I usually get my orders within a week. I wish they would go back to giving us the option to receive the packages via USPS though. I'm never home to sign for packages from UPS, so I get them delivered to my job. I hate people knowing what I'm buying, LOL


----------



## jin1022000 (Apr 26, 2008)

*Re: Have you bought anything from Maccosmetics.com?*

I order from MACCOSMETICS.COM all the time! I'm too lazy to step out of the house and go 2 the stores =.="
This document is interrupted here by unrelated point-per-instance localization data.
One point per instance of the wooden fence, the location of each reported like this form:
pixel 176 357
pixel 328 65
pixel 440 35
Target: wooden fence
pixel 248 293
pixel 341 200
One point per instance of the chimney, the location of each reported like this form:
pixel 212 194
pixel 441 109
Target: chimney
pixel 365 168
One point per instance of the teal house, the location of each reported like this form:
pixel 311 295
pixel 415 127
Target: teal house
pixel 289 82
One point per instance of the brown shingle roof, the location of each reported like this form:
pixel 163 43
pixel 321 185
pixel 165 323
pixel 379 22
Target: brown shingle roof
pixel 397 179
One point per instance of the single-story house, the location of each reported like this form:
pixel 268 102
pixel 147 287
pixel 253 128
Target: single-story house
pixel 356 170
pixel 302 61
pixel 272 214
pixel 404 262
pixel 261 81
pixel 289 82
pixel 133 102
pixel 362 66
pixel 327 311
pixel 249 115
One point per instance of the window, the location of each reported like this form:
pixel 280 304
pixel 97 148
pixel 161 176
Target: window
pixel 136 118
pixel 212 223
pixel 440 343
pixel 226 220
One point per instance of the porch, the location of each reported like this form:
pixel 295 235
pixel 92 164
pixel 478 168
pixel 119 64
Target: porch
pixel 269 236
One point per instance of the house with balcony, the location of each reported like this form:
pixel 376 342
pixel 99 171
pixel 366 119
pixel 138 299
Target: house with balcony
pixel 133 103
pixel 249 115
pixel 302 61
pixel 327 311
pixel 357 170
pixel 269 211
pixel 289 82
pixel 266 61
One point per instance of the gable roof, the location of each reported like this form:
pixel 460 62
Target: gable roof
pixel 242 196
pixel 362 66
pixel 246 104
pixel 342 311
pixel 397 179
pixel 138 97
I receive the item within 3-5 days. I receive free shipping codes from them every week~ (when a new product/collection come out, they'll send the code to your e-mail)


----------



## Sabrunka (Apr 26, 2008)

*Re: Have you bought anything from Maccosmetics.com?*

I love ordering online, I'll order one day and get my items the next day in the morning 
	

	
	
		
		

		
			





 It's great!


----------



## macmistress (Apr 26, 2008)

*Re: Have you bought anything from Maccosmetics.com?*

so if i ordered from england will they still ship it to me?


----------



## Sabrunka (Apr 26, 2008)

*Re: Have you bought anything from Maccosmetics.com?*

Quote:

   Originally Posted by *macmistress* 

 
_so if i ordered from england will they still ship it to me?_

 
Yep, just make sure you're on the UK version of the mac site.


----------



## macmistress (Apr 26, 2008)

*Re: Have you bought anything from Maccosmetics.com?*

no see i wanna order it from the .com website instead of the .co.uk?


----------



## ratoo (Apr 27, 2008)

*Re: Have you bought anything from Maccosmetics.com?*

You can't as I'm sure you need to pay with a card that has a US billing address and then they only deliver to US addresses


----------



## macmistress (Apr 27, 2008)

*Re: Have you bought anything from Maccosmetics.com?*

damn!

tnx tho


----------



## aleksis210 (Sep 11, 2008)

*Re: Have you bought anything from Maccosmetics.com?*

Quote:

   Originally Posted by *purrtykitty* 

 
_My experience is that I get my stuff pretty much within that 5-7 day period...the only exception is if I order too close to a weekend, then it takes longer. I really don't like that they use only UPS. I wish they gave us the choice between that or USPS...postal service is much quicker. Anyway, I just ordered today, so I'll let you know if it takes any longer. (I hope not!!)_

 
UPS is WAY quicker imo and they are much easier to deal w/ if your stuff goes missing and they take better care of your things (which is why it's a little more expensive)


----------



## HeatherAnn (Sep 11, 2008)

*Re: Have you bought anything from Maccosmetics.com?*

I like to order from the website when there is a free shipping offer.  There is no freestanding store in WI so the site doesn't charge sales tax orders shipped here.  It's my little way of "beating the system!"


----------



## TISH1124 (Sep 21, 2008)

*Re: Have you bought anything from Maccosmetics.com?*

Quote:

   Originally Posted by *HeatherAnn* 

 
_I like to order from the website when there is a free shipping offer. There is no freestanding store in WI so the site doesn't charge sales tax orders shipped here. It's my little way of "beating the system!"_

 

I always get my things within 4-5 business days...Also they just sent me a coupon for free standard shipping for all Limited (Goodbyes) items...But I bought regular items and put the code in and it accepted it.... The code is  GOODBYE8 and there is no spending limit..I only purchased 2 lipsticks JUST FYI in case anyone is interested or getting ready to buy online at MacCosmectics.com


----------



## abbyquack (Sep 22, 2008)

*Re: Have you bought anything from Maccosmetics.com?*

Quote:

   Originally Posted by *TISH1127* 

 
_I always get my things within 4-5 business days...Also they just sent me a coupon for free standard shipping for all Limited (Goodbyes) items...But I bought regular items and put the code in and it accepted it.... The code is  GOODBYE8 and there is no spending limit..I only purchased 2 lipsticks JUST FYI in case anyone is interested or getting ready to buy online at MacCosmectics.com _

 
omg I used GOODBYES not GOODBYE8 today and it totally gave me free shipping, but now I checked the email again and it did say 8 instead S...do you think they will catch this? hmm...lol.


----------